Define the inputs and outputs for your model with standard Python. Then, Cog generates an OpenAPI schema and validates the inputs and outputs with Pydantic.
Thus, through, containerization, the arcane knowledge of matching models with the appropriate dependencies for a given hardware setup can be scaled on an infinitely automated basis.
The model is then fully portable, making it easy to host with Replicate.
But not just with Replicate. Over the weekend I got Ubuntu installed on my game PC, laden as it is with a high-end—if consumer-grade—GPU, the RTX 4090. Once I figured out how to get Docker Engine installed and running, I installed
Cog and then it was trivial to load models from Replicate’s directory and start churning out results.
There was nothing to debug. Compared to other forays I’ve made into locally-hosted models, where setup was often error-prone and complex, this was so easy.
The only delay came in downloading multi-gigabyte model dependencies when they were missing from my machine. I could try out dozens of different models without any friction at all. As promised, if I wanted to host the model as a local service, I just started it up like any other Docker container, a JSON API instantly at the ready.
All of this through one-liner terminal commands. Incredible.
The confluence of Pattern Synthesis and open source
I view this as a watershed moment in the new cycle.
By making it so easy to package and exchange models, and giving away the underlying strategy as open source, Replicate has lowered the barriers to entry for tinkerers and explorers in this space. The history of open source and experimentation is clear.

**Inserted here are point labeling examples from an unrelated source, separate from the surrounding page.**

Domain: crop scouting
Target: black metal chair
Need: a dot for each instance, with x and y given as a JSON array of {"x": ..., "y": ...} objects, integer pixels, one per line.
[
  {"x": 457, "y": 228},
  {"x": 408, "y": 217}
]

When the costs become low enough to fuck around with a new technology, this shifts the adoption economics of that technology. Replicate has opened the door for the next stage of developer adoption within the paradigm of Pattern Synthesis. What was once the exclusive domain of researchers and specialists can now shift into a more general—if still quite technical—audience. The incentives for participation in this ecosystem are huge—it’s a growth opportunity in the new cycle—and through
Cog, it’s now so much easier to play around.
More than that, the fundamental portability of models that
Cog enables changes the approaches we can take as developers. I can see this leading to a future where it’s more common to host your models locally, or with greater isolation, enabling new categories of “AI” product with more stringent and transparent privacy guarantees for their customers.
There remain obstacles. The costs of training certain categories of model can be astronomical. LLMs, for example, require millions of dollars to capitalize. Still, as the underlying encapsulation of the model becomes more amenable to sharing and collaboration, I will be curious to see how cooperative approaches from previous technology cycles evolve to meet the moment.
Keep an eye on this space. It’s going to get interesting and complicated from here.